Пришел Борис. Принес приказ, который поначалу и понять-то было невозможно. На пять часов вечера назначена штыковая атака. Всем вооружиться винтовками со штыками. В атаку пойдем вместе со стрелковыми ротами. В сумерках скрытно сосредоточиться… Сигнал – красная и зеленая ракеты.
Борис приказал разыскать всех наших, собраться в деревне в тех домах, которые мы занимали, минометы разобрать и сложить в риге.
Виктор сказал, в прорезях подшлемника недобро напряглись глаза, изо рта струйки пара на морозе:
– Это штыковая атака – самоубийство… Всех положат…
Борис ответил, – мы стояли втроем в стороне, – делайте, что приказано.
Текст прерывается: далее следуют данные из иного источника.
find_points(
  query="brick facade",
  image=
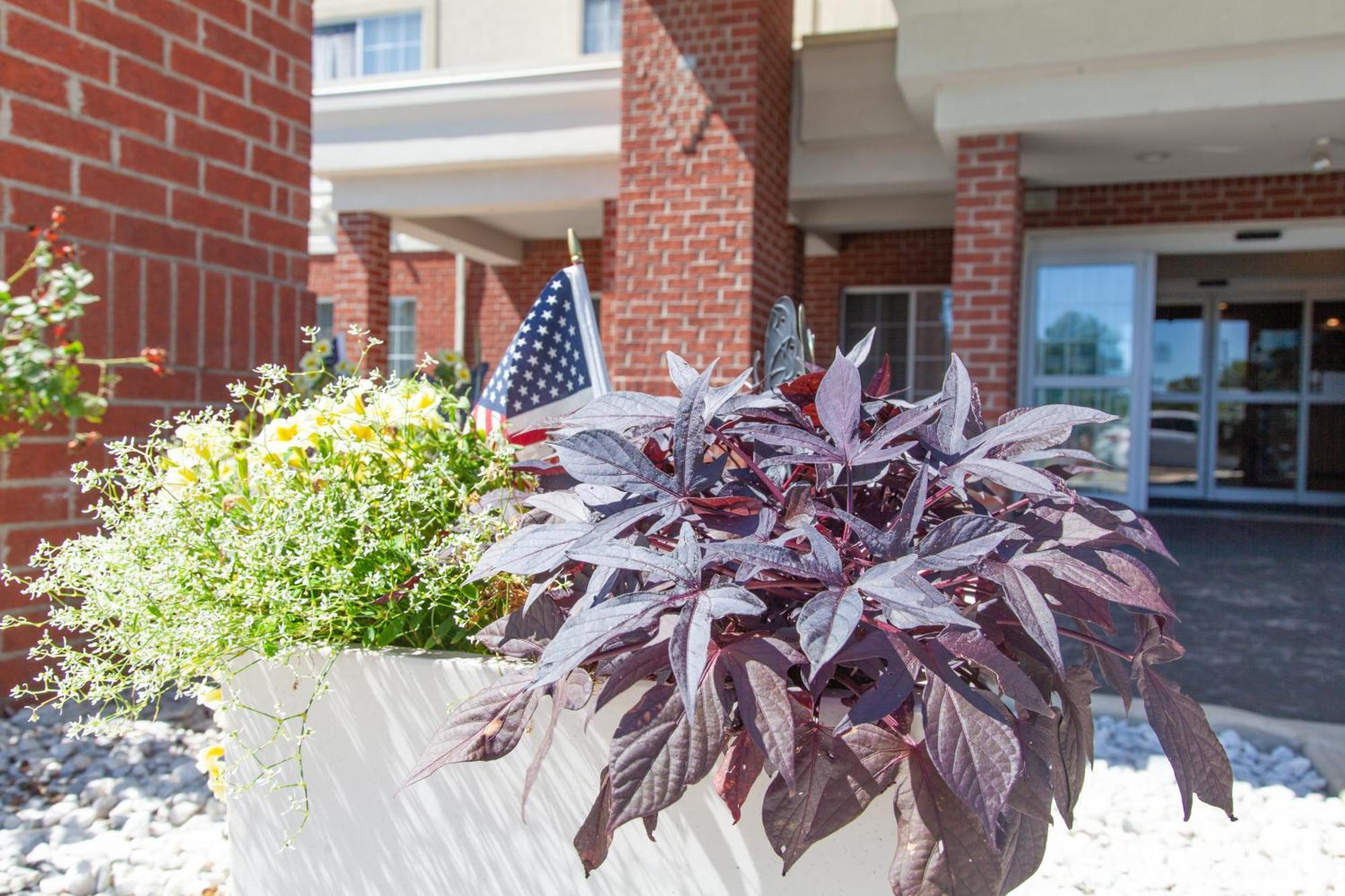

И, переходя на лающую командирскую скороговорку:
– Всем объяснить! Проверить одежду, обувь, санитарные пакеты, чтобы во всех… И чтобы винтовки были со штыками! Ясно?!
Грозный, предостерегающий металл прозвучал в последних словах.
Началась «челночная» операция. Мы разбирали минометы, несли их к деревне. Складывали в риге. Возвращались назад по этому снежному полю, исковерканному воронками, с распластанными то тут, то там трупами убитых, – снежок припорошил их, и они виднелись холмиками.
Мы с Виктором держались друг подле друга. Как самолеты в воздухе, которые, словно связанные, прикрывают друг друга. Я испытывал к нему братскую нежность и доверие. Порознь мы были две одинокие пылинки в холодном враждебном мире, вместе, казалось, могли встретить и отразить грудью самое неожиданное.
Мы молчали. Да и о чем было говорить? Гнетущее напряжение не оставляло нас. Весь этот день мы были на краю. Приказ об атаке, казалось, приближал конец.
Виктор неожиданно остановился, с хрипом хватанул морозный воздух, выдохнул с мукой, страданием:
– Только бы он выжил! Только бы он не замерз на дороге…
Затряс головою, всхлипнул, заплакал, открыто, по-детски, не таясь.
И я не выдержал. Я плакал тогда в первый и последний раз на войне. Мы плакали об Иване, о его страшном ранении, о его тяжкой судьбе. Только теперь, в эти минуты затишья, когда мы вдвоем стояли на пустынном поле, мы в полной мере почувствовали зияющую горечь потери. Мы плакали обо всех, кто больше не встанет, не поднимется с этой промерзлой земли…
Мы прощались с наивной верой в уготованное человеку счастье, в радостную судьбу его, со всем тем, что мы называли справедливостью разума, со всем, что должно было быть в мире и чего не было в мире. По крайней мере на войне. Но раз была возможна война, значит, не было правды, добра на всей земле. Не она правила миром, не по ее законам жили люди.
Но мы-то твердо знали, как д о л ж н ы жить люди. И поэтому мы могли идти по этой дороге войны до самого конца, сквозь все, что уготовила нам судьба.